После Серяков узнал, что говоривший с ним был Пищалкин, ставший через несколько лет вместо Уткина профессором гравирования на меди.

Совершенно счастливый, Лаврентий пошел к Бруни в Эрмитаж.

Так вот что удалось доказать ему, безвестному солдатскому сыну! Вот каковы преимущества гравюры на дереве! Овладей только рисунком и техникой штриха да не жалей сил, и сможешь делать вполне серьезные гравюры не хуже, чем на меди…

Федор Антонович подтвердил:

– Вы этой работой подняли свое искусство на небывалую высоту. Теперь никто не сможет сказать, что гравюра на дереве годится только для книжной иллюстрации. Ведь так можно достойно репродуцировать сокровища любой картинной галереи.

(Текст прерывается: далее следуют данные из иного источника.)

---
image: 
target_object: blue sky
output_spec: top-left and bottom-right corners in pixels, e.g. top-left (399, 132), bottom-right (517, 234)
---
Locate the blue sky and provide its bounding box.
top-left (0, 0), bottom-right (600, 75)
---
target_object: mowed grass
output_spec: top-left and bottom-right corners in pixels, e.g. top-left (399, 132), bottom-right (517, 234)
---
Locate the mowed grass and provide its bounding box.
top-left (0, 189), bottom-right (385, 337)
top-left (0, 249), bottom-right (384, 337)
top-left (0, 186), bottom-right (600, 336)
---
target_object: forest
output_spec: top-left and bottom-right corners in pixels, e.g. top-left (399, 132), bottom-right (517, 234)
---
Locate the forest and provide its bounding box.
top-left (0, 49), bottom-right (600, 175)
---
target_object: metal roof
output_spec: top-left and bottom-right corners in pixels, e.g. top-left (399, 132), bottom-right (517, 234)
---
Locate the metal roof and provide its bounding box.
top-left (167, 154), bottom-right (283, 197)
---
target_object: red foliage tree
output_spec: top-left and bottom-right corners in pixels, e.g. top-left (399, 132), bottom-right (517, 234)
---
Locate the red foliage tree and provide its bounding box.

Свой «Портрет старика» Лаврентий снова принес Григоровичу только на следующее утро. Ведь нужно было показать его Клодту, когда вернется из Артиллерийского училища. Забежал домой, пересказал радостные новости матушке с Антоновым и, передохнув за обедом, отправился на Стремянную.

Константин Карлович рассматривал гравюру один, потом вместе с Михаилом, наконец позвал жену и дочь и просил подать бутылочку настойки. В этом скромном доме не нашлось другого вина.

– Что не удалось мне, сделали вы! – взволнованно сказал он, чокаясь с Серяковым…

Уже давно замолкли в своей комнате обрадованные матушка и Архип Антонович, уже на колокольне Владимирской церкви пробило полночь, а Лаврентий все лежал без сна в постели.

«Нужно как-нибудь достать адрес и написать о сегодняшнем Нестору Васильевичу и Линку… Люди совсем разные, но обоим я многим обязан, – думал он. – Вот было бы хорошо, если бы князь Одоевский пришел на выставку в академию, увидел гравюру и вспомнил, как помог мне и ободрил…»

Серяков не выдержал, встал, зажег свечу и вновь посмотрел на «Голову старика». А ведь и правда хорошо сделал!

24 сентября 1853 года в протоколе совета Академии художеств было записано среди других постановлений: «Рассматривали гравюру на дереве, изображающую «Голову старика» с картины Рембрандта, исполненную по программе для получения звания художника состоящим в числе учеников академии кондуктором-топографом Лаврентием Серяковым. Определено: Серякова удостоить звания неклассного художника и, по утверждении его в общем собрании академии, представить о нем военному начальству как о доказавшем настоящею гравюрою необыкновенные и редкостно хорошие успехи в гравировании на дереве».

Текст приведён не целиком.